On Wednesday night, Guest Writer Isa RingswaldEgan attended the Columbia Maison Française’s virtual screening of “A Cow’s Life/Bovines,” a night that ended up being an incredibly intimate experience with the animal.
As flies flit around a herd of cows basking in the sun, their tails swing back and forth to dissuade insects from approaching. The world is all the greens and blues, an ideal summer day in the pasture. A displeased moo rings out across the grass.
This month, the Columbia Maison Française has organized a film festival entitled Being in the World: People and the Planet in French and Francophone Cinema. A combination of in-person and virtual screenings, Being in the World examines humanity’s relationship to other species in the face of climate change. Only the second film of the festival, A Cow’s Life is not your typical Friday night family movie. Also called Bovines, this film from French director Emmanuel Gras is a documentary about cows, put simply. Free of any dialogue or music, the hour is spent with a flock of cows somewhere in rural France going about their lives. I experienced a wide range of emotions while watching the film, from discomfort to disgust to happiness to awe. There were more than a few instances when I let out a bit of a confused giggle, not knowing whether to intellectualize the experience and try to find the most artistic interpretation of the scene, or to just sit with my gut reaction that it was a little weird.
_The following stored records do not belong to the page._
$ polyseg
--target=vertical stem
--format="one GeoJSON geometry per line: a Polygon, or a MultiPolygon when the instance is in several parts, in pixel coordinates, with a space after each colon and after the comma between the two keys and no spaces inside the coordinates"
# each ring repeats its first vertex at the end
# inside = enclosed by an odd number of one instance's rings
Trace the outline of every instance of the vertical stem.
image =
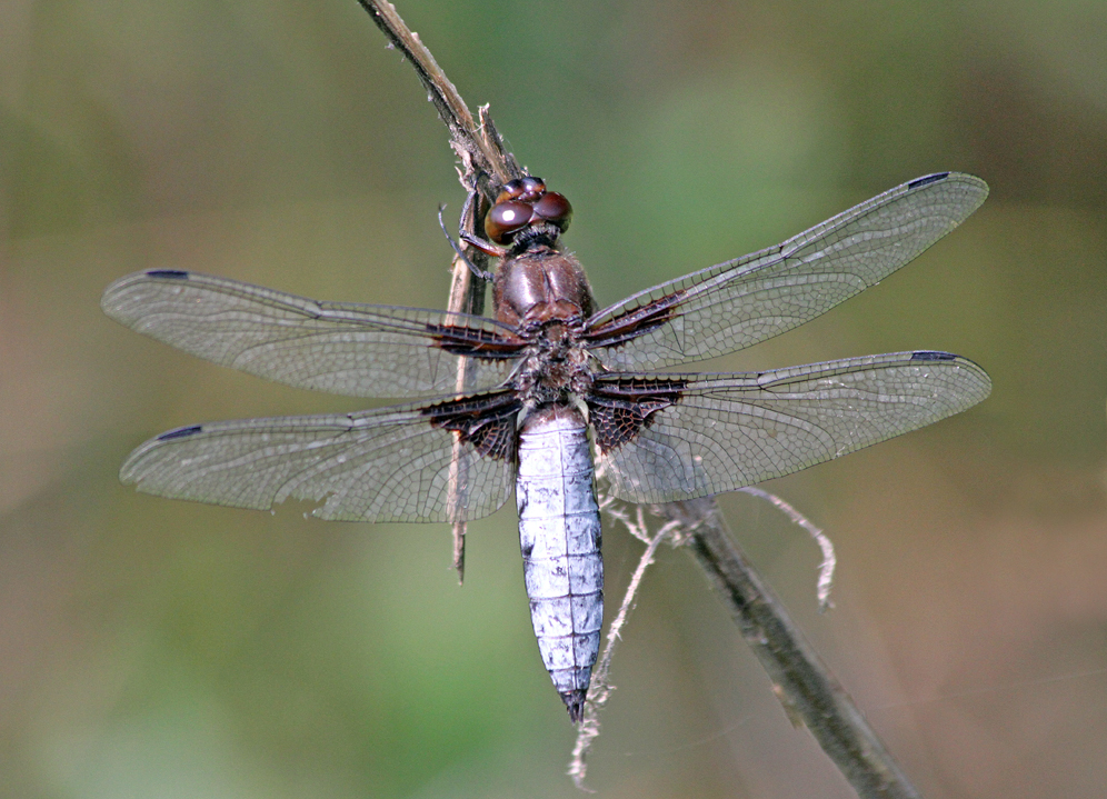
{"type": "Polygon", "coordinates": [[[772,680],[794,719],[802,720],[822,751],[861,799],[920,799],[876,732],[746,556],[710,498],[659,508],[695,529],[689,549],[772,680]]]}

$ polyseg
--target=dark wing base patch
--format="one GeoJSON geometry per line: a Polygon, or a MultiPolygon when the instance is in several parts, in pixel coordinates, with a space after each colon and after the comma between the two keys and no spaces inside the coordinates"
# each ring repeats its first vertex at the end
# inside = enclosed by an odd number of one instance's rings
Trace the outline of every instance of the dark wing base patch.
{"type": "Polygon", "coordinates": [[[605,378],[586,398],[596,446],[607,455],[654,423],[654,415],[680,400],[687,380],[605,378]]]}
{"type": "Polygon", "coordinates": [[[515,457],[516,417],[522,409],[513,391],[461,397],[428,406],[422,413],[432,427],[460,433],[462,443],[495,460],[515,457]]]}

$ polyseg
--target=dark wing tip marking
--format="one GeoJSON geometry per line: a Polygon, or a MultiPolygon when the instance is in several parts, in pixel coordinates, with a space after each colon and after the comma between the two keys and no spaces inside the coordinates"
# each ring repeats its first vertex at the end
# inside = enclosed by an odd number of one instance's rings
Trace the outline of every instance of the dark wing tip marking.
{"type": "Polygon", "coordinates": [[[938,352],[936,350],[919,350],[911,352],[912,361],[956,361],[957,356],[953,352],[938,352]]]}
{"type": "Polygon", "coordinates": [[[202,425],[193,425],[191,427],[179,427],[176,430],[170,430],[169,432],[163,432],[154,441],[172,441],[178,438],[188,438],[189,436],[196,436],[198,432],[203,432],[202,425]]]}
{"type": "Polygon", "coordinates": [[[188,272],[182,269],[148,269],[143,272],[148,278],[166,278],[168,280],[188,280],[188,272]]]}
{"type": "Polygon", "coordinates": [[[929,183],[937,183],[938,181],[945,180],[949,177],[949,172],[937,172],[935,174],[927,174],[921,178],[916,178],[907,184],[908,189],[917,189],[920,186],[927,186],[929,183]]]}

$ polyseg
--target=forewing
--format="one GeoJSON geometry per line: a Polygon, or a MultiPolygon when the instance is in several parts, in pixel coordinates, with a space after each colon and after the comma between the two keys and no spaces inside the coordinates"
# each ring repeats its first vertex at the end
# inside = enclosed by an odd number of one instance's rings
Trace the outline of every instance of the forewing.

The opening sequence reminded me of Charlotte’s Web, with precisely focused, beautiful shots of spiderwebs covered in morning dew. At first, we follow a cow wandering through a quintessentially pastoral scene, mooing loudly, her peers paying no mind to her cries. It is unclear why she cries, but mournful moos reverberate across the hills for a few minutes until the title card is shown. We never catch back up with her or find out her motivation.
Most of the next 20 minutes–and most of the movie–are spent watching cows eat grass. You might say, “Why would I want to watch cows eat grass?” but let me tell you, that grass looked scrumptious. And, as cows spend the majority of their lives eating, digesting, and eating again, it makes sense that so much time is spent on this essential activity. The way the cows chomp the grass like it is the best thing they’ve ever tasted in their life (and it probably is), may have converted me to grass eating. The satisfying crunches are also good endorsements for the grass’s deliciousness. Is it 20 minutes of grass-eating? Yes. But I honestly could watch more.
The detail-focused cinematography definitely helped on that front as well. Every shot shows just how beautiful every texture, sound, color, and time of day is. The texture of the cows’ fur, the light bouncing off a puddle as it first starts to rain, the deep blues of the night, the chirps of early morning birds through the fog. I’d like to think it shows how much beauty cows find in their everyday.
We also watch a cow give birth. No cuts. No music. No discretion. We see (and hear) a calf squeeze, covered in amniotic fluid and blood, out of their mother. The newborn spends a few minutes learning how to stand and being cleaned affectionately by its mother. This was a bit out of the ordinary for me. I saw a goat give birth once around the age of 8, and it was not an experience I wanted to relive. However, the frankness of the shot did not portray the birth as graphic or shocking, but more as a fact of bovine living: neither bad nor good. This was definitely a moment when I was torn between artistry and gut reaction. After letting it marinate in my head for a day, I do think it really is a beautiful way to see life, if graphic.
Similarly, there are matter-of-fact shots of cows peeing and defecating. Again, no cuts or music. At this point, I decided cows don’t have much of a taboo around these things and wouldn’t mind people seeing them pooping. These are simply normal bodily processes done in front of the rest of the herd. Still, this requires a bit of a perspective shift.
After accepting the reality that cows poop, we are thrown into the lack of autonomy that the herd has. Cows are grouped and steered into vehicles whose destinations are unclear. We also see one mother and her calf encounter a plastic bag rolling across the otherwise verdant and idyllic pasture. These instances show how humanity infringes onto cows’ otherwise peaceful existence. Between these more poignant moments, the cows move across the landscape, continue eating grass, clean each other, find apple trees, and experience the changing of the seasons. This emphasizes the herd’s naturally peaceful existence. Later, the herd is split in two, and we see the remaining cows mourn the loss of their family. The final shot is a long, up-close, (dare I say, intimate?) view of a cow chewing its cud. Panning from cheek, to ear, to jaw, and finally to mouth and nose before the credits roll.
Does the herd remember the loss? Am I taking this too seriously? In the end, who’s to say? I enjoyed watching cows go about their lives for an hour. I would recommend it to anyone prepared to see bovine bodily functions up close, or for those looking for a bucolic, relatively plotless movie. But definitely be prepared for some graphic images of cow parts after giving birth. On the flip side, the film could be interpreted as a commentary on climate change, an argument for veganism, or as support for absurdist schools of thought. Bovines’ lack of narration and music leaves the story ambiguous, letting the audience sit with the film and decide what it means for them.